Re: More on BTX halted / crashes trying to use -stable /boot/loader

2000-12-07 Thread Jim Browne

At 16:02 -0800 12/7/00, Jim Browne wrote:
When TFTP tries to open a file, it is expecting struct open_file 
member f_devdata to be a pointer to a socket number.  When currdev 
is "pxe", that assumption is correct.  When currdev is "disk*", that 
assumption is incorrect.  Specifically, tftp.c does:

tftpfile-iodesc = io = socktodesc(*(int *) (f-f_devdata));

In my case, that often winds up making tftpfile-iodesc = 0.  That 
parameter is later passed in tftp_makereq to sendrecv as the iodesc, 
which via sendudp (and possibly the ARP functions) winds up calling 
netif_put.  netif_put derefs the bogus iodesc to get a function 
pointer for the put function of the network interface and calls it. 
WHAM.  QED. :)

How does this look?

*** tftp.c  Thu Dec  7 16:20:02 2000
--- tftp2.c Thu Dec  7 16:20:55 2000
*** tftp_open(path, f)
*** 257,260 
--- 257,262 
 
 tftpfile-iodesc = io = socktodesc(*(int *) (f-f_devdata));
+   if (io == NULL)
+   return (EINVAL);
 io-destip = servip;
 tftpfile-off = 0;

(I suppose I could have included this earlier.  Ugh.)

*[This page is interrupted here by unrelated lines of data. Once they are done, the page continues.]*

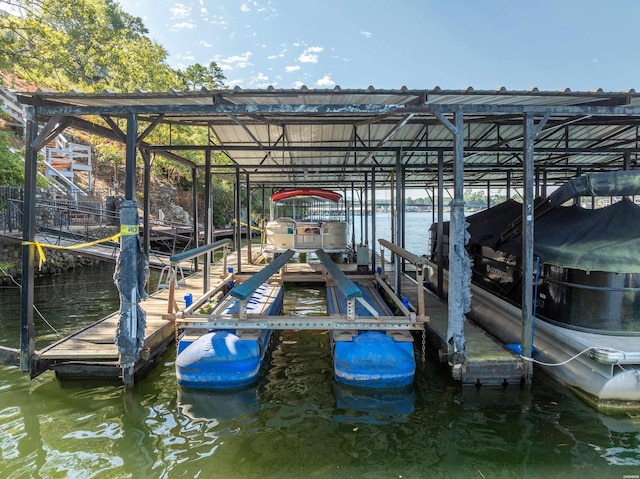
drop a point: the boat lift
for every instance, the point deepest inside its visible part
(193, 317)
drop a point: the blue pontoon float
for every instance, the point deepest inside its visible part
(371, 359)
(226, 357)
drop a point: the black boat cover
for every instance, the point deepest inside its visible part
(604, 239)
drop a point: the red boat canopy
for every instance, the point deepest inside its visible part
(296, 192)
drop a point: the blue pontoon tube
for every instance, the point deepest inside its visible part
(225, 357)
(371, 359)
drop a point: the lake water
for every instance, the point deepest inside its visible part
(296, 422)
(417, 226)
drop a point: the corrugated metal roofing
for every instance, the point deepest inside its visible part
(333, 137)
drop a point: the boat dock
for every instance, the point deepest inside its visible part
(488, 361)
(92, 352)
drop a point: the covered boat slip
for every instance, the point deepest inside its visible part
(358, 142)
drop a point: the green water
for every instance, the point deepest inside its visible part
(297, 422)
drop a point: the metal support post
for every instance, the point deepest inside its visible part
(208, 220)
(530, 133)
(399, 193)
(27, 329)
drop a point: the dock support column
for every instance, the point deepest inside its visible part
(249, 249)
(27, 329)
(531, 131)
(131, 268)
(194, 206)
(440, 233)
(208, 220)
(373, 220)
(399, 224)
(237, 201)
(146, 208)
(459, 263)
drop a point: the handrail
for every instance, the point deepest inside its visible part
(192, 253)
(408, 255)
(246, 288)
(420, 263)
(348, 287)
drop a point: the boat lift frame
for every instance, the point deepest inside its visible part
(189, 319)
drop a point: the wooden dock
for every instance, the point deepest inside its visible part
(92, 353)
(487, 362)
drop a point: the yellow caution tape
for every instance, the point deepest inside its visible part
(128, 230)
(40, 246)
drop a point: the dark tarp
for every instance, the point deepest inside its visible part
(604, 239)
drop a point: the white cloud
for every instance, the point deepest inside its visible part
(182, 26)
(179, 10)
(325, 81)
(219, 22)
(309, 55)
(234, 62)
(235, 83)
(188, 56)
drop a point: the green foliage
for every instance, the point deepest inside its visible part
(198, 76)
(92, 45)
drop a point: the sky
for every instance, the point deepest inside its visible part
(420, 44)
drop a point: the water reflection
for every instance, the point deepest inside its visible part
(217, 406)
(373, 406)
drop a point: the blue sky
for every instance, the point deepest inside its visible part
(485, 44)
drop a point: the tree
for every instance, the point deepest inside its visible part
(197, 76)
(90, 44)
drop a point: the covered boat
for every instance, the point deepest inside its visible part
(305, 219)
(586, 288)
(225, 359)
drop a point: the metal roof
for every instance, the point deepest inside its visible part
(333, 137)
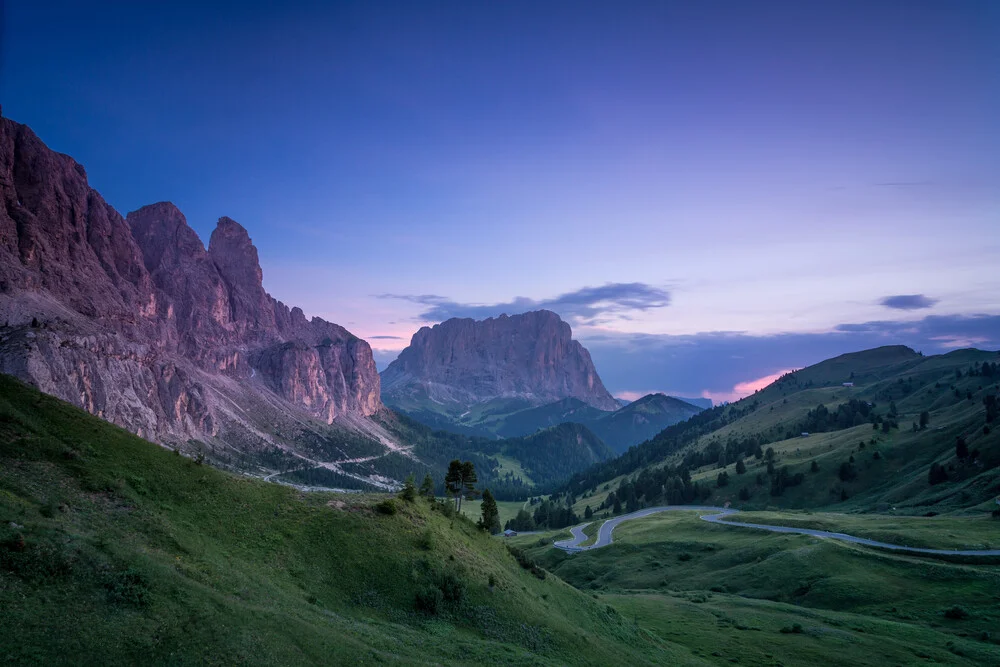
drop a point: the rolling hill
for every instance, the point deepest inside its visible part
(117, 551)
(847, 432)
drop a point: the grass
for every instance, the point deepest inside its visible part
(116, 551)
(508, 509)
(941, 532)
(668, 570)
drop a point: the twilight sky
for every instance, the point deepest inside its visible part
(709, 192)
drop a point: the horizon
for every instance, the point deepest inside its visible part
(709, 200)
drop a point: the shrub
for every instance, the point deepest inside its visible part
(429, 599)
(426, 540)
(387, 506)
(957, 613)
(452, 587)
(127, 587)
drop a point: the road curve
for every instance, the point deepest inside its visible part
(717, 516)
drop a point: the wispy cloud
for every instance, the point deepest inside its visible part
(713, 363)
(588, 305)
(908, 301)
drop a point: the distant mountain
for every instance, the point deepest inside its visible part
(533, 419)
(866, 431)
(641, 420)
(473, 372)
(555, 453)
(703, 403)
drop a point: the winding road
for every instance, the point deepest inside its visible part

Jim Browne[EMAIL PROTECTED]
"We lost our lease.  You lose culture" - sign on SF Arts Comission Bldg


To Unsubscribe: send mail to [EMAIL PROTECTED]
with "unsubscribe freebsd-hackers" in the body of the message



Re: More on BTX halted / crashes trying to use -stable /boot/loader

2000-12-07 Thread Mike Smith


This is probably an OK workaround.  I think that there's something 
fundamentally wrong with the 'net' filesystems getting called for an open 
against a disk device, but I've paged out all the libstand state and I 
can't get it back fast enough to comment more usefully. 8(

BTW Jim, the stuff you're working on sounds really cool.  Thanks for 
taking it on!

 At 16:02 -0800 12/7/00, Jim Browne wrote:
 When TFTP tries to open a file, it is expecting struct open_file 
 member f_devdata to be a pointer to a socket number.  When currdev 
 is "pxe", that assumption is correct.  When currdev is "disk*", that 
 assumption is incorrect.  Specifically, tftp.c does:
 
 tftpfile-iodesc = io = socktodesc(*(int *) (f-f_devdata));
 
 In my case, that often winds up making tftpfile-iodesc = 0.  That 
 parameter is later passed in tftp_makereq to sendrecv as the iodesc, 
 which via sendudp (and possibly the ARP functions) winds up calling 
 netif_put.  netif_put derefs the bogus iodesc to get a function 
 pointer for the put function of the network interface and calls it. 
 WHAM.  QED. :)
 
 How does this look?
 
 *** tftp.c  Thu Dec  7 16:20:02 2000
 --- tftp2.c Thu Dec  7 16:20:55 2000
 *** tftp_open(path, f)
 *** 257,260 
 --- 257,262 
  
  tftpfile-iodesc = io = socktodesc(*(int *) (f-f_devdata));
 +   if (io == NULL)
 +   return (EINVAL);
  io-destip = servip;
  tftpfile-off = 0;
 
 (I suppose I could have included this earlier.  Ugh.)
 
 Jim Browne[EMAIL PROTECTED]
 "We lost our lease.  You lose culture" - sign on SF Arts Comission Bldg
 

-- 
... every activity meets with opposition, everyone who acts has his
rivals and unfortunately opponents also.  But not because people want
to be opponents, rather because the tasks and relationships force
people to take different points of view.  [Dr. Fritz Todt]
   V I C T O R Y   N O T   V E N G E A N C E




To Unsubscribe: send mail to [EMAIL PROTECTED]
with "unsubscribe freebsd-hackers" in the body of the message



Re: More on BTX halted / crashes trying to use -stable/boot/loader

2000-12-07 Thread Jim Browne

At 17:44 -0800 12/7/00, Mike Smith wrote:
This is probably an OK workaround.  I think that there's something
fundamentally wrong with the 'net' filesystems getting called for an open
against a disk device, but I've paged out all the libstand state and I
can't get it back fast enough to comment more usefully. 8(

A "better" thing to do would be for tftp_open to check the dv_type of 
the struct devsw member of struct open_file to see if it is a network 
device.  However, stand.h has a comment stating that the dv_type 
member of struct devsw is an "opaque type constant, arch-dependant". 
Since tftp.c is in the arch-neutral libstand(3), I figured it would 
be bad for tftp.c to gain knowledge of the "opaque" db_type field.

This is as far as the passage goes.